Edevan hat mich zurückgeschickt, natürlich von meinem eigenen Geld, auch wenn ich mich wirklich frage, wieso. Ich kann mich nicht auf den Straßen blicken lassen, weil ich vermute, dass jemand etwas von dem Drama in Pembroke mitbekommen hat und ich kann auch nicht mehr nach Pembroke zurück. 

Wie lange wird es wohl noch so gehen? Ich weiß es nicht, und vielleicht will ich es noch nicht einmal wissen. 

Aber heute muss ich wenigstens keine Angst haben, dass mich jemand wiedererkennt. Ich bin nämlich im Krankenhaus. Nicht, dass du dir jetzt Sorgen machen müsstest, aber es ist eine lange Geschichte. Ich selbst bin nicht verletzt und doch hat alles irgendwie mit mir zu tun. So wie fast alles Schlechtes, wo ich gerade bin. 
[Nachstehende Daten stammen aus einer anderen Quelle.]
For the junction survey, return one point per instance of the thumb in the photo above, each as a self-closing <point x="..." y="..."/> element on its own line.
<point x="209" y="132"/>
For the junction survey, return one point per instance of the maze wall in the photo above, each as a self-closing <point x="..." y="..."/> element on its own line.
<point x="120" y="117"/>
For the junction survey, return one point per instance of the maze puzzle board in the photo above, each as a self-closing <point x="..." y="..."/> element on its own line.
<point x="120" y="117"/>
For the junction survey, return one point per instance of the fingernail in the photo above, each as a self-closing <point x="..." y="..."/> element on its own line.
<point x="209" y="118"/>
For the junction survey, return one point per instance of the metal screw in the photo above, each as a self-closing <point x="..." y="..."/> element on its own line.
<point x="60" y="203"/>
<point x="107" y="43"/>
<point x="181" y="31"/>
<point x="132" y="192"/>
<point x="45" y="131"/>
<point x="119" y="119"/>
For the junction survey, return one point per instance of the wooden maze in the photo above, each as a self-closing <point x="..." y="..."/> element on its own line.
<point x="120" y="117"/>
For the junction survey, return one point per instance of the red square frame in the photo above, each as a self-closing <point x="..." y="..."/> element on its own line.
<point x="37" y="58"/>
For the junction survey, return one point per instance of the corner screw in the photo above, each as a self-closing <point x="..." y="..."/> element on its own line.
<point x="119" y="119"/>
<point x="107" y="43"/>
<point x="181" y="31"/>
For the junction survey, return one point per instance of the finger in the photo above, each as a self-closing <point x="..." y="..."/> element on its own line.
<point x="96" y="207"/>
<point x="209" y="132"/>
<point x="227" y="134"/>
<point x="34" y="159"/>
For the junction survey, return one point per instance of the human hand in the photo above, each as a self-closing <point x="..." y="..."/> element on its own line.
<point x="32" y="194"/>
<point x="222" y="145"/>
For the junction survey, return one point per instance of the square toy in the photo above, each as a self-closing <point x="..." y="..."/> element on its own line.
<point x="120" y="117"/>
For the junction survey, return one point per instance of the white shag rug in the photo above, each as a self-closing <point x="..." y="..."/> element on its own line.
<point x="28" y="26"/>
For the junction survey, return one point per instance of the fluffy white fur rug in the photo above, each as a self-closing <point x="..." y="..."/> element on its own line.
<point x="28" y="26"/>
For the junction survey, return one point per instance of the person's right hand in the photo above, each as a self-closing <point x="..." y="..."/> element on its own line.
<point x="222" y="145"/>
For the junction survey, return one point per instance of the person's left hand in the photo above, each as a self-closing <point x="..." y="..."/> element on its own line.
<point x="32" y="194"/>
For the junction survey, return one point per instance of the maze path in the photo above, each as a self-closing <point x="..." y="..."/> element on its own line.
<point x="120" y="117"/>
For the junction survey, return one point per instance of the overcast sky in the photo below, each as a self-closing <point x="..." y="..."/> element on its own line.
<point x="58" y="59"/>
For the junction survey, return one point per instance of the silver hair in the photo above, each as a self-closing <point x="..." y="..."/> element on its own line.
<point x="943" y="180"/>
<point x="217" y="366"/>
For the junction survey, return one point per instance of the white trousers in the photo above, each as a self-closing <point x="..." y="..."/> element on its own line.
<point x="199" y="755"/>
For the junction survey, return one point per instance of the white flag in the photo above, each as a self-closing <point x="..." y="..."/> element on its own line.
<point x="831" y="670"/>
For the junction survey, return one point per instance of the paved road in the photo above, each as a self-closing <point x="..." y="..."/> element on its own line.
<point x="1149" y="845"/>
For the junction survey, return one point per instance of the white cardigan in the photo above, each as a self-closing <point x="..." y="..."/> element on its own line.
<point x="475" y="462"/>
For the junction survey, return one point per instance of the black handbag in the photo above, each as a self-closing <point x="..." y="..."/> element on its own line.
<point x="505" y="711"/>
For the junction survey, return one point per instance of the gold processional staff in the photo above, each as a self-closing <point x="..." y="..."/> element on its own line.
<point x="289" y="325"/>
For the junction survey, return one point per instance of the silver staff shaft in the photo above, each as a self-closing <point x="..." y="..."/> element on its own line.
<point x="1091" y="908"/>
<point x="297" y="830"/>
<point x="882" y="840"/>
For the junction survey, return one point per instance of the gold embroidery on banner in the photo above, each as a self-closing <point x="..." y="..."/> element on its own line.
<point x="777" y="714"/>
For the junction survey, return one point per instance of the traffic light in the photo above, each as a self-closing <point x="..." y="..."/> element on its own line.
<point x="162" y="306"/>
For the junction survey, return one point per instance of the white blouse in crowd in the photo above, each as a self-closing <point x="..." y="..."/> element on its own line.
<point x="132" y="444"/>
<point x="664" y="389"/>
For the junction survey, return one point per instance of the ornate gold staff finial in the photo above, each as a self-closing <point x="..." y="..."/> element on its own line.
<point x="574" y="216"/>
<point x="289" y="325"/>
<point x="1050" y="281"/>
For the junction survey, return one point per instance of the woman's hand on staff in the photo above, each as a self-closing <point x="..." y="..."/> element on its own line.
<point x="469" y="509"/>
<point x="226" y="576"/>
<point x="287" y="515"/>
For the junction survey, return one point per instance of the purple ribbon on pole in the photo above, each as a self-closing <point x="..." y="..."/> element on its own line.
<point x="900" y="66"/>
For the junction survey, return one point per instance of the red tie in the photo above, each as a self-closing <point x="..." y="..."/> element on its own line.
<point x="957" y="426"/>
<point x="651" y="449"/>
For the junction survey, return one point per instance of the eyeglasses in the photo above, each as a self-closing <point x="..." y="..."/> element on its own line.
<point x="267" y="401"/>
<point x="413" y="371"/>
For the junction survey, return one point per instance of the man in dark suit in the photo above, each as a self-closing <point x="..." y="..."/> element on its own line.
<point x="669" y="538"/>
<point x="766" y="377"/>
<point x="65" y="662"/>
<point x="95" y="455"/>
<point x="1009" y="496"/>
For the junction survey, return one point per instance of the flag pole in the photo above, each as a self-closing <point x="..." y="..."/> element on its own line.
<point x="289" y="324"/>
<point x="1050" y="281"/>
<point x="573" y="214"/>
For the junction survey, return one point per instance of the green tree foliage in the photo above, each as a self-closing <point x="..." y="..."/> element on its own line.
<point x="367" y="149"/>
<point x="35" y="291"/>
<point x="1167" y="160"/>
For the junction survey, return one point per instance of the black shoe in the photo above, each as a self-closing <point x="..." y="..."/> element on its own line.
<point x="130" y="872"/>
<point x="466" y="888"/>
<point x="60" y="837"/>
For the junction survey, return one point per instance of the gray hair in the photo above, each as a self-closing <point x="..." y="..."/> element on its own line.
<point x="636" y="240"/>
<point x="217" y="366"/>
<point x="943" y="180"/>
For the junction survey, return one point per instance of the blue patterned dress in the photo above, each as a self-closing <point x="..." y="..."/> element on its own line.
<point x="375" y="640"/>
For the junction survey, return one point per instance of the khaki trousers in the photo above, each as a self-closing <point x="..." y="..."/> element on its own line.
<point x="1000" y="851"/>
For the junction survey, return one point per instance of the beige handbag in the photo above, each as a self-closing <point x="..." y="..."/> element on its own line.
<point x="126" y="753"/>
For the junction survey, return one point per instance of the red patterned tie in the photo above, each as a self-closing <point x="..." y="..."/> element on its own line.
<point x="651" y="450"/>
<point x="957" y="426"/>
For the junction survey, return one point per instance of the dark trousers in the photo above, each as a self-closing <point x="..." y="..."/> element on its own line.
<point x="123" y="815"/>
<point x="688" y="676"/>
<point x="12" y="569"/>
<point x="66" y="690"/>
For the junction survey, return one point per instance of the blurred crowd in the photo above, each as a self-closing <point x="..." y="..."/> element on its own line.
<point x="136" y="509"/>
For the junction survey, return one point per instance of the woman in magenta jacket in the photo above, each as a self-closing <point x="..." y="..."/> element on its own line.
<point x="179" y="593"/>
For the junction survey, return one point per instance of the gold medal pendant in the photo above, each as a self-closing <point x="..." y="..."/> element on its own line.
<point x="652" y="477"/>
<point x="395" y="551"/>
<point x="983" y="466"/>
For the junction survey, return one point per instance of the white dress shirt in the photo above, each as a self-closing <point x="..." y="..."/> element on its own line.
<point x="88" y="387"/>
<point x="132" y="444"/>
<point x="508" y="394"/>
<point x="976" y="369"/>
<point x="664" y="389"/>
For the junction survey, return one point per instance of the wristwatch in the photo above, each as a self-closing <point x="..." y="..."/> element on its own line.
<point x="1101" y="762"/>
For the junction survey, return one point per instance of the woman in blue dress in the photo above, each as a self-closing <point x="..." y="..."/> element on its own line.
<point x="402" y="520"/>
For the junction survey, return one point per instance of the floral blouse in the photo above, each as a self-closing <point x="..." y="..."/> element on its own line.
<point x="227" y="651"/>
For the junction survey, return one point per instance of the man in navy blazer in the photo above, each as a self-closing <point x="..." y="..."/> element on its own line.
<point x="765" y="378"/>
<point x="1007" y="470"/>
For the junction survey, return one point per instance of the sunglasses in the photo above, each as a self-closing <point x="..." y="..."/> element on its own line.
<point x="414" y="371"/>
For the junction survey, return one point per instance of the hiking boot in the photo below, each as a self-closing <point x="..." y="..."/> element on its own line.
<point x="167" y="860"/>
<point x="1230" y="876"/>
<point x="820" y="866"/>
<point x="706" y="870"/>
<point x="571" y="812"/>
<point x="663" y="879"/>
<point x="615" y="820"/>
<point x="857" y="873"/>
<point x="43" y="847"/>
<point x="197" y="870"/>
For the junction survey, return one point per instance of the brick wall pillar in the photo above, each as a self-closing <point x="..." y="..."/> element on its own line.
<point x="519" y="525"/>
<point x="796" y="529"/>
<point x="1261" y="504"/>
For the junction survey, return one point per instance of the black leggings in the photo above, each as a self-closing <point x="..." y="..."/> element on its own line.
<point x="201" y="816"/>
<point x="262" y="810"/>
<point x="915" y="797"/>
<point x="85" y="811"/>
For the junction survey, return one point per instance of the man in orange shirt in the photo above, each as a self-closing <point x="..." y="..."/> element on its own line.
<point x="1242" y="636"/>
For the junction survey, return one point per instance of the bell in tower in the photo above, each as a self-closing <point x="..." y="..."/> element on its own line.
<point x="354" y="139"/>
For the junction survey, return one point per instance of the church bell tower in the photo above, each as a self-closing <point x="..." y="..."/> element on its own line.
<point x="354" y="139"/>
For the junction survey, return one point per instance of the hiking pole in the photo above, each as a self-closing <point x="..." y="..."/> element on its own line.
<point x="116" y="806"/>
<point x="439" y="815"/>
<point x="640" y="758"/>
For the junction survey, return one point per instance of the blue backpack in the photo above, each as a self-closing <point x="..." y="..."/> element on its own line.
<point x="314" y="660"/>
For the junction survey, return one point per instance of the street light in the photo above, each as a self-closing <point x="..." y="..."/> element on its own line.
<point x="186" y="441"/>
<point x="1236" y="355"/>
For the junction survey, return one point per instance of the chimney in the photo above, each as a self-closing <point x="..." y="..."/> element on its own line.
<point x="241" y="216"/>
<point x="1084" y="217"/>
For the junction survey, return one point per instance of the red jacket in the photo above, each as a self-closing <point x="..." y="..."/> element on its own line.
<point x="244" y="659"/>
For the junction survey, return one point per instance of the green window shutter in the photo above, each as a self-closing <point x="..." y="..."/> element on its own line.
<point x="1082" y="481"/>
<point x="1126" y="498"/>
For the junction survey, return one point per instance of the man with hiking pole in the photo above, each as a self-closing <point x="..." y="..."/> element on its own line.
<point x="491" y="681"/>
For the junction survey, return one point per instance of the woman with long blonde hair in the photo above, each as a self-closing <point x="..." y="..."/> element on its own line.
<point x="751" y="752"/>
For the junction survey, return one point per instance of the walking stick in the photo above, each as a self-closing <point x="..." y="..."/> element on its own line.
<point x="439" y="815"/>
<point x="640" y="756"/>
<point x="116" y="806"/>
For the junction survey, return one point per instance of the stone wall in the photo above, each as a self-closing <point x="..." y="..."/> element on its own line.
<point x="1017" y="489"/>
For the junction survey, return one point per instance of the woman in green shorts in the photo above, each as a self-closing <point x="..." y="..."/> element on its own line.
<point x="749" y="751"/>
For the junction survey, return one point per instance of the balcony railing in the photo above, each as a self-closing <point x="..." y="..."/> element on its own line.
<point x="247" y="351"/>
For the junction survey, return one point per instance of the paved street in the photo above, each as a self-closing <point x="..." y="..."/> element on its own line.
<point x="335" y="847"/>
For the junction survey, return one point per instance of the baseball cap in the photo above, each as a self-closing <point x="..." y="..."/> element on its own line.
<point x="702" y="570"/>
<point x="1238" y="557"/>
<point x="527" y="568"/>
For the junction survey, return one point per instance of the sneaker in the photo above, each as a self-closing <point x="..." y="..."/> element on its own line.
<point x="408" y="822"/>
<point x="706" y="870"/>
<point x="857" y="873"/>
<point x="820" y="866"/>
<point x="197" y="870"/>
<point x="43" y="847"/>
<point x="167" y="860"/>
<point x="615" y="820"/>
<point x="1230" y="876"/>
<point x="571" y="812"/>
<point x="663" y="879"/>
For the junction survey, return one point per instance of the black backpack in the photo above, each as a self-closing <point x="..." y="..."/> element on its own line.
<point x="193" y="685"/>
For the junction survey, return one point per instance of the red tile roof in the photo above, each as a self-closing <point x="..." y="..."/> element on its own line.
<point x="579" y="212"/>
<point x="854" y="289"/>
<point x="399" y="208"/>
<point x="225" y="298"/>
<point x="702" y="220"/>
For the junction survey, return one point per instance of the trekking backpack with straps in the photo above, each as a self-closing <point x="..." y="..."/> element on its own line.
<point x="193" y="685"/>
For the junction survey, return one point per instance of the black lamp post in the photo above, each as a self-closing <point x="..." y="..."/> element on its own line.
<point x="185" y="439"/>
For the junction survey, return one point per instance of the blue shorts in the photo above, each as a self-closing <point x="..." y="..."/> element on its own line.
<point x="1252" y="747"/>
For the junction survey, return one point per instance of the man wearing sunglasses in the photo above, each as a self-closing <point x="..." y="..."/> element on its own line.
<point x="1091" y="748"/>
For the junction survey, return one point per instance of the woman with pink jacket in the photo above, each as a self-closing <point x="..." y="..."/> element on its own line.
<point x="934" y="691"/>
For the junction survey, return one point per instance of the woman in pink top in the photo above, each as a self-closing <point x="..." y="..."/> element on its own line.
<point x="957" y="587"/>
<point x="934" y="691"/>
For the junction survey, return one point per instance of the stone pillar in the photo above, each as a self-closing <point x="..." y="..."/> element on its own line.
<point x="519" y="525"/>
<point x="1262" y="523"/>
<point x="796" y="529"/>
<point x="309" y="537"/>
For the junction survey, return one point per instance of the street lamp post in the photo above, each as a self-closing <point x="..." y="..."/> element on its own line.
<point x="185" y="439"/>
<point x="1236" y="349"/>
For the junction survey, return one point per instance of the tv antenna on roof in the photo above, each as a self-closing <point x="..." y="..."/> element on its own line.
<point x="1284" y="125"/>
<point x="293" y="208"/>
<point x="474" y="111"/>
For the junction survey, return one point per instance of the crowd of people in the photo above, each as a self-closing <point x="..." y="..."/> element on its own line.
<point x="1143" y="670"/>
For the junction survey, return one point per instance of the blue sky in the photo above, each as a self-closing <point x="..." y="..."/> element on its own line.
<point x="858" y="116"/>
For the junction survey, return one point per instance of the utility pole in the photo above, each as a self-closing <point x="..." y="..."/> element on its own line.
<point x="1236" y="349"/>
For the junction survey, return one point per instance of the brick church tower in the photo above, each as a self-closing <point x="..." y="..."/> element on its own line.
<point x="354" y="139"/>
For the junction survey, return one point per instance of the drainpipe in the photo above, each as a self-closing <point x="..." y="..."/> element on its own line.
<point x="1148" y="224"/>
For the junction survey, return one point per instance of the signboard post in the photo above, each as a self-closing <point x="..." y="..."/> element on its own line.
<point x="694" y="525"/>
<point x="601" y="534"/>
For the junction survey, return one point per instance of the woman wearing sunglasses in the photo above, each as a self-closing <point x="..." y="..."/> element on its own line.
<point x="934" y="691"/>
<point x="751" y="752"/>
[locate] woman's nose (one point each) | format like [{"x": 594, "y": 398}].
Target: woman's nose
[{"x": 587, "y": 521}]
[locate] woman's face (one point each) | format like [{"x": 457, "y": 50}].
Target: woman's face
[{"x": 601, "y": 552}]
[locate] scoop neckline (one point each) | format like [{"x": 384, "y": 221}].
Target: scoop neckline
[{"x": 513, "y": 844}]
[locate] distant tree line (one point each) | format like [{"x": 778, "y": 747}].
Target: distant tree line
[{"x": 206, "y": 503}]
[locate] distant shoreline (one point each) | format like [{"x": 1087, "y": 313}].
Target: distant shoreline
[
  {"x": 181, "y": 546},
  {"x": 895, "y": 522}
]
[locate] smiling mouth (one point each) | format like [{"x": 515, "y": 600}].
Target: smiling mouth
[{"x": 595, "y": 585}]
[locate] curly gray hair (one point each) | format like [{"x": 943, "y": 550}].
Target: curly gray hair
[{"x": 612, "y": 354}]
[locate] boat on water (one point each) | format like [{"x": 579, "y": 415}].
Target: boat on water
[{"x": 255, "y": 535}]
Alles begann nur wenige Stunden nach meiner Rückfahrt. Zu der Zeit waren in Pembroke schon alle Hotels, Häuser und leerstehende Gebäude durchsucht worden, wie ich hörte. Doch kaum war ich dieser Katastrophe entronnen, folgte die nächste hier. 

Ich sah einfach nur aus dem Fenster und beobachtete den Schnee, wie er nach unten rieselte. Ich hatte einen sehr guten Ausblick auf die anderen Häuser und betrachtete noch nebenbei die meist hell erleuchteten Fenster und deren Besitzer. Weihnachten dauerte noch an. Der zweite Weihnachtsfeiertag, bald würde Silvester sein. Nur ich saß noch ganz alleine in meinem Haus. Eigentlich falsch, Mrs Dysentery genauso. 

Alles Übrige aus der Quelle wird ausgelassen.